O zaman herkes helalleşmeli. Tepeden tırnağa. Muhtardan valiye, milletvekilinden belediye başkanına, il ve ilçe başkanından yöneticilerine, meclis üyelerinden mahalle temsilcilerine…

Birbirinin üzerinde hakkı bulunan herkes. Yarın mahşer günü. Herkes hesap verecek. Hesap günü gelmeden evvel herkes birbiriyle helalleşmeli. Özellikle siyaset yapanlar. Neden mi?

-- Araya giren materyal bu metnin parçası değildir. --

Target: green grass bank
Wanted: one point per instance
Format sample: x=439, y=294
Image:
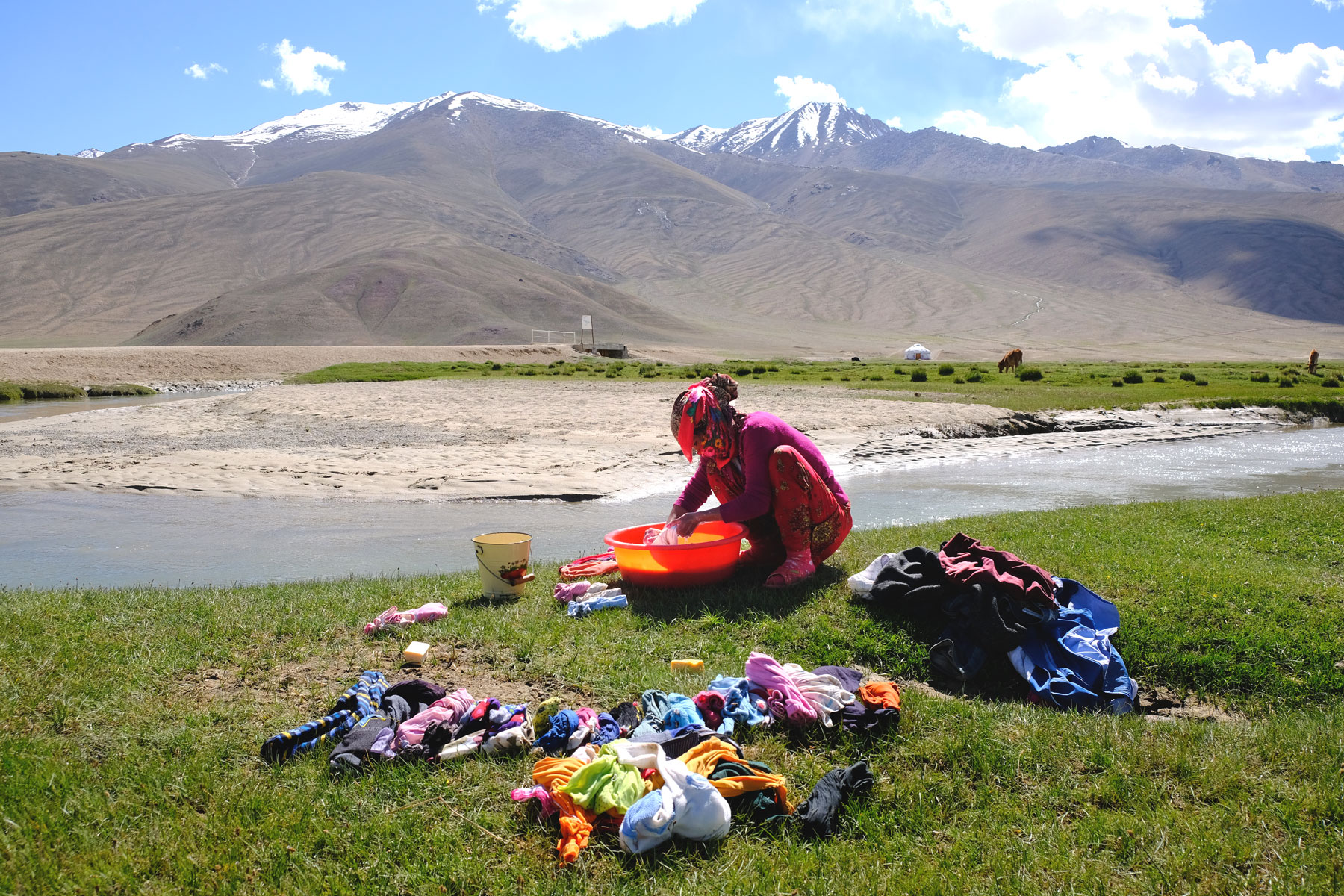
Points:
x=1071, y=386
x=132, y=719
x=11, y=391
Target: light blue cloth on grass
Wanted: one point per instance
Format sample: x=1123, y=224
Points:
x=1070, y=662
x=605, y=601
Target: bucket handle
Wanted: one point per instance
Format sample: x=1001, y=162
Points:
x=480, y=550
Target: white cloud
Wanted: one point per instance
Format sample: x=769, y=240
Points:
x=201, y=73
x=969, y=122
x=299, y=69
x=843, y=18
x=799, y=92
x=557, y=25
x=1140, y=70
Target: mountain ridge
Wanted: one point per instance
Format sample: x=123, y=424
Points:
x=470, y=217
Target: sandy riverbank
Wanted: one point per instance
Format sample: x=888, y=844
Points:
x=492, y=438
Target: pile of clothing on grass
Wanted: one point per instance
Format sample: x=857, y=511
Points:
x=651, y=770
x=1055, y=632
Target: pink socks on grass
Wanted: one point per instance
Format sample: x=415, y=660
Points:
x=403, y=618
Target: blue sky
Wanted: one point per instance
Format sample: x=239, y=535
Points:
x=1250, y=77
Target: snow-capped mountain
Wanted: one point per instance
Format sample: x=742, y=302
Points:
x=349, y=120
x=337, y=121
x=796, y=136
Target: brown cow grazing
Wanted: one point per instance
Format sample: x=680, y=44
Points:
x=1011, y=361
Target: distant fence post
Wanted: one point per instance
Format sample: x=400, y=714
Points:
x=553, y=336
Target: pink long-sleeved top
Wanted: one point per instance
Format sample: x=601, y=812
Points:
x=762, y=433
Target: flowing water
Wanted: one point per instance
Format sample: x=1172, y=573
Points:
x=50, y=539
x=11, y=411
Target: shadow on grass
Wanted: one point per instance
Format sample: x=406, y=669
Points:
x=488, y=601
x=739, y=598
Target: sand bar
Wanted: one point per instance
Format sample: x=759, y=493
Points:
x=472, y=438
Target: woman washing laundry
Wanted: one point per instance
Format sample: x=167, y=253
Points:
x=765, y=474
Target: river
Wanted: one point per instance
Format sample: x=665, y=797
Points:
x=53, y=539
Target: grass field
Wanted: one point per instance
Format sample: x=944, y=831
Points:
x=11, y=391
x=1061, y=386
x=132, y=719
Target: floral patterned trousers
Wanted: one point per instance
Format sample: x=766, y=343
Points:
x=804, y=514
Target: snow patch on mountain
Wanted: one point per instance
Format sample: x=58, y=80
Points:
x=337, y=121
x=809, y=127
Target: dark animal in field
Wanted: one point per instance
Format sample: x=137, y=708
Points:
x=1011, y=361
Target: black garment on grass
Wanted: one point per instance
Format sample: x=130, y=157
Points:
x=417, y=692
x=913, y=576
x=820, y=813
x=626, y=715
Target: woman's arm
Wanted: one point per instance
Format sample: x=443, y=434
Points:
x=687, y=523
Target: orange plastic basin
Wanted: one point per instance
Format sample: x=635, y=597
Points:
x=707, y=558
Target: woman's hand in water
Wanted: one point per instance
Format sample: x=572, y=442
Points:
x=685, y=524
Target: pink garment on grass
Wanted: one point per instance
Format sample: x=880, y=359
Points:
x=765, y=672
x=542, y=795
x=402, y=618
x=710, y=703
x=453, y=709
x=577, y=590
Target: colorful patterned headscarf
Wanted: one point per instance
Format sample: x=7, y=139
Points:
x=706, y=408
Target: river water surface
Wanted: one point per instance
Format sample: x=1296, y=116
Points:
x=50, y=539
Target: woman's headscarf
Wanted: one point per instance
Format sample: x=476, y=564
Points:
x=706, y=408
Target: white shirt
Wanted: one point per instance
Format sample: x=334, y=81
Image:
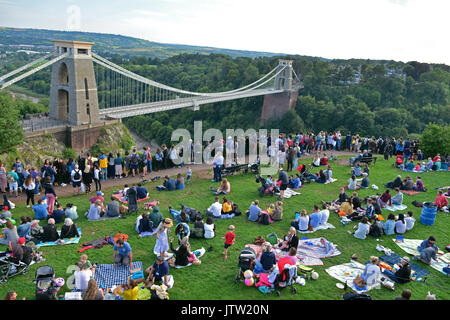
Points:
x=82, y=278
x=216, y=209
x=325, y=214
x=73, y=175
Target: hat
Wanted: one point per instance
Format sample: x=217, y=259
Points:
x=167, y=222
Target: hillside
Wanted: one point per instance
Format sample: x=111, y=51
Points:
x=114, y=44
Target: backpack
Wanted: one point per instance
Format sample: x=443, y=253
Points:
x=77, y=175
x=264, y=219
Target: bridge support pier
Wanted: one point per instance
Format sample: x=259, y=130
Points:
x=276, y=105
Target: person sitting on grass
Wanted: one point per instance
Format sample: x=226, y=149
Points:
x=362, y=230
x=428, y=250
x=410, y=220
x=385, y=199
x=290, y=240
x=400, y=224
x=302, y=222
x=69, y=229
x=403, y=274
x=224, y=188
x=397, y=200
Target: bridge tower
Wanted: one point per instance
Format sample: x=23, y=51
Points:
x=276, y=105
x=73, y=89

Çünkü en çok hak, günümüz siyasetinde yeniliyor da ondan… Siyaseten nasıl kul hakkı yeniliyor bir bakalım…

Dava arkadaşlarının sırtına basarak yükselenler, yükselmek için dava arkadaşlarını satanlar, yükselmek için bastıkları dalları kıranlar, hiçbir çaba ve emek harcamadan tesadüfen veya torpille makama gelenler, makama gelince kimseyi tanımayanlar, makamı özel şirketi gibi yönetip, dava arkadaşlarını maaşlı personel olarak görüp, azarlayarak yönetmeye çalışanlar, kırmızı ışıkta durduğunda kendisini makama getiren kişiyle göz göze gelmemek için arka koltuğunda kafasını çevirenler, kendisinden önceki makam sahiplerini ve önceki dönemde göreve getirilenleri kan davası güderek işten çıkaranlar, kendisinden daha liyakatli ve tecrübeli isimleri kendisine rakip olmasın, koltuğundan etmesin diye düşman ilan edip devre dışı bırakmaya ve siyaseten silmeye çalışanlar, herkesin içinde ayakkabısını sildirenler, koruma ordusuyla gezenler, üstten bakıp, küçük görenler, kendi eş, dost akrabalarını işe alanlar, haram yiyenler, yolsuzluk yapanlar, adil olmayanlar, yırtık ayakkabısı ile dolaşırken birden bire zengin olanlar, korku imparatorluğu kuranlar, insanları satın almaya kalkanlar, adam kayıranlar, ırkçılık yapanlar, sahip olduğu imkanları kendi özel hayatı için kullananlar, rakiplerine iftira atanlar, karalama kampanyası yapanlar, özel hayata ve ailelere dil uzatanlar, belden aşağı vuranlar, dedikodu ve gıybet yapanlar, küçük olsun benim olsun diyenler vs.vs.vs.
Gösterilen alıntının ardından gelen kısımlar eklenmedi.